22 June 2008 | Crosshaven, County Cork, Ireland
22 June 2008
Sometimes the weather just gets in the way! We have been waiting out a nasty bout of strong winds and torrential rain for a few days, along with an American yacht and a French yacht, a 30 footer with either five or six people aboard! Each day, whatever the weather, it seems, a sea-angling charter boat goes out from our pontoon - that was it pictured behind the heron - carrying up to twelve happy chappies with rods, reels and assorted fishing gear. They go out around nine, and always return by six. As yet we haven't seen any women sea anglers. I wonder if there are any, or is this an exclusively male sport, here anyway? We sometimes dangle fishing gear off the back of the boat when we are sailing, and catch the odd mackerel, but I now have a book which might just enlighten me as to how to try to catch something else, maybe the odd cod!
Yesterday was dreich, low cloud forming mist in the vast Cork harbour, which we can normally just glimpse from here. During the night in my wakeful moments I had wondered what a distant hooting sound was. In the morning we checked the almanac, and found that the Roches Point lighthouse hoots once every 30 seconds. Out with the stopwatch, yep, that's what it was! As the morning went on we heard ships' horns as well as they entered and left the harbour. Later on I fired up the AIS software on the PC, and it showed two large ships moving in the harbour. Automatic Identification is a great invention, I think, certainly for detecting ships bigger than 300 tonnes. It doesn't help with fishing boats, but radar can help there.

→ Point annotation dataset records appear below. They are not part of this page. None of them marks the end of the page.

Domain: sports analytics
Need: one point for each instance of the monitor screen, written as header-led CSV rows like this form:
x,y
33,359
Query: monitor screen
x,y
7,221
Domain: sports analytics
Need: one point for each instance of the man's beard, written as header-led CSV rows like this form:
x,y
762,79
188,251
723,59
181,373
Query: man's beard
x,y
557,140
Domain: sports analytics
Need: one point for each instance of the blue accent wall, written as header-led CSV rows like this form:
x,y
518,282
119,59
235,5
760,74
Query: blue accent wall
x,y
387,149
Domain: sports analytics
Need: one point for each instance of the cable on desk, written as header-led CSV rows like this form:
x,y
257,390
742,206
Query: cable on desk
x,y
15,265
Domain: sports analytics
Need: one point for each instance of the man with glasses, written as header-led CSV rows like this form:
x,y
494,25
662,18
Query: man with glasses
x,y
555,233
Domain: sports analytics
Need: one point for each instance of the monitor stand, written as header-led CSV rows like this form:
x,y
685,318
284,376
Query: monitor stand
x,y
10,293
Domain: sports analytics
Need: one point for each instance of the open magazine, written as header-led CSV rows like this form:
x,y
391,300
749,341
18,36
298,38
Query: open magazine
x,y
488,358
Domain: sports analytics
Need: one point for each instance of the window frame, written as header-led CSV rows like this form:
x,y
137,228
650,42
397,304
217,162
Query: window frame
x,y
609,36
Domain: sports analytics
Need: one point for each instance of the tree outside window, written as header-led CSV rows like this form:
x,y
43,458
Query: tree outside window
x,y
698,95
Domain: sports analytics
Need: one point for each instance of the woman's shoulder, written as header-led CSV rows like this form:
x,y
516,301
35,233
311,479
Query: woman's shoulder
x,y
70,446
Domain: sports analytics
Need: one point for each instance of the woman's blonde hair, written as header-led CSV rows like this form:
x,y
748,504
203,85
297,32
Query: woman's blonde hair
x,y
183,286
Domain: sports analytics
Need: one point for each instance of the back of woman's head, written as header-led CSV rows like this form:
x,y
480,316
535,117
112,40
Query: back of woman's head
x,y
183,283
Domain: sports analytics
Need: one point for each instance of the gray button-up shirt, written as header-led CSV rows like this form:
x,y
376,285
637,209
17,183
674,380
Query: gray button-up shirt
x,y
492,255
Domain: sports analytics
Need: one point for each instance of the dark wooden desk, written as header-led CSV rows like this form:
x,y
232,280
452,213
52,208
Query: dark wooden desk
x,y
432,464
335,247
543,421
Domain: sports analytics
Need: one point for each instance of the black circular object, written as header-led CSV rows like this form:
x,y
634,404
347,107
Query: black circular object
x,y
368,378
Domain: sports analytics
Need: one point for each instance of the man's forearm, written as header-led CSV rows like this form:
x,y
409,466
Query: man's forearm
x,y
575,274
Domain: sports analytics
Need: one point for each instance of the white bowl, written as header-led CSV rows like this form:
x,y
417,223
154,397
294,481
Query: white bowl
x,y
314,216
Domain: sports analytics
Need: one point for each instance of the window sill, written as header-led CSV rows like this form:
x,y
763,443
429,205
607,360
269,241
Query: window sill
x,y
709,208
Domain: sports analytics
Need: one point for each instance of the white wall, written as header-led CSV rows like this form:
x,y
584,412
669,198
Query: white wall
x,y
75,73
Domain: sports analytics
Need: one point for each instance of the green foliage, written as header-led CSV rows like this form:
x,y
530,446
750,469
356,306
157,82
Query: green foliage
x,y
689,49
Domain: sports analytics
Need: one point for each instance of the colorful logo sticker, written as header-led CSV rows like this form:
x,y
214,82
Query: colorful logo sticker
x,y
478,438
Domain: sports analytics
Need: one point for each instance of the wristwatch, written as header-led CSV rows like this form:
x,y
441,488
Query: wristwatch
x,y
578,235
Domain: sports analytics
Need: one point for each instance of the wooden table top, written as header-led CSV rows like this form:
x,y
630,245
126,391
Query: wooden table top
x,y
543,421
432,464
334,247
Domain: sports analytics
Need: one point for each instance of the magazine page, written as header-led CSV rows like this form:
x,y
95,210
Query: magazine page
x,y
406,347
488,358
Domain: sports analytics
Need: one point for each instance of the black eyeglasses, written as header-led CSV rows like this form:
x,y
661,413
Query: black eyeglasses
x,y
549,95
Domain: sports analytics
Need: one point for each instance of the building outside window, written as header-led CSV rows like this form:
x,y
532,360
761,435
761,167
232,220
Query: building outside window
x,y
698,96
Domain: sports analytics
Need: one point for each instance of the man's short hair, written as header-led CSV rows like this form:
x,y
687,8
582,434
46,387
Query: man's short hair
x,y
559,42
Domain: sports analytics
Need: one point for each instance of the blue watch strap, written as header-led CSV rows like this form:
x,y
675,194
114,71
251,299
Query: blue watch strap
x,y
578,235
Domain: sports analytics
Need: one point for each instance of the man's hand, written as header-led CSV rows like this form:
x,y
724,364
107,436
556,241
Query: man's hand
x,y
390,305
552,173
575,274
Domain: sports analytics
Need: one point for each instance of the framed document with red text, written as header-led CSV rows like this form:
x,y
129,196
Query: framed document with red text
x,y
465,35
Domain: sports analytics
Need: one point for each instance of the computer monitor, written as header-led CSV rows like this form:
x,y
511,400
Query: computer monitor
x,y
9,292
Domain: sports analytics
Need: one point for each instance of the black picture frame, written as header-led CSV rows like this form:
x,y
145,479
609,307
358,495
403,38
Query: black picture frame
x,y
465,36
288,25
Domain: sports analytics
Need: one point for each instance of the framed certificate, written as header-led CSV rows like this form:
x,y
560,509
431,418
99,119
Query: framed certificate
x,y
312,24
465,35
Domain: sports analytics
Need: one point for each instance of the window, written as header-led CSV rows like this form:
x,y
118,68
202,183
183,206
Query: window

So after a morning of sitting in the cockpit under the totally waterproof canopy (thank goodness), reading or doing sudoku, I suggested a walk. So we got on the waterproof trousers and jackets and headed off along a former railway track upriver towards Carrigaline, the next town to Crosshaven. The track was decorated from time to time with small signals, benches, and two actual pieces of track. Apparently it only ran from 1904 to 1932, only, from Cork to Crosshaven. The rain held off for a bit, and we walked all 10 kilometres in reasonable time. The only mistake we made was to do the walk in our sailing boots, not our walking boots, and feet got a bit tired. So we piled into the Gaelic Bar in Carrigaline and ordered fish and chips for lunch. My glasses chose that moment to fall apart, and Ju coped wonderfully by taking all the bits up the street to an optician's to get them fixed, while I stayed in the pub, myopically waiting for the food, and sipping a pint of Beamish. Ju returned triumphant just in time for the plaice and chips to arrive, and I could see to eat them!
We got the next bus back, and listened to endless securite, small craft warnings and gale warnings, as a low passes over Ireland and the UK. Then there was a brief rescue incident as the coastguard reported a boat in difficulties off Crosshaven, and the local RIB lifeboat went out and towed them safely back to the fish pier.
I have been reading two books by Tim Severin, The Ulysses Voyage and The Brendan Voyage. These are both a good read, interesting on an academic and on an adventure level at the same time. As I was reading the second of these, I discovered to my amazement that the leather-covered curragh 'Brendan' had been built in the boatyard here, in Crosshaven, in the 70s. There was even a photo in the book of launch day, featuring a white house in the background, on the opposite shore to the boatyard. I climbed out into the cockpit to show the photo to Ju, and there was that house, on the shore nearby. What a coincidence that I should be reading that book here! If you could see our onboard library you would see what I mean. We have about thirty to forty books aboard at any one time, regularly swapping them in charity shops for others, or buying new.
So. no sailing to report, yet this is all part of living on a boat, staying put for a while. Just as well we enjoy our enforced leisure! Looks like we'll be here for a few days yet.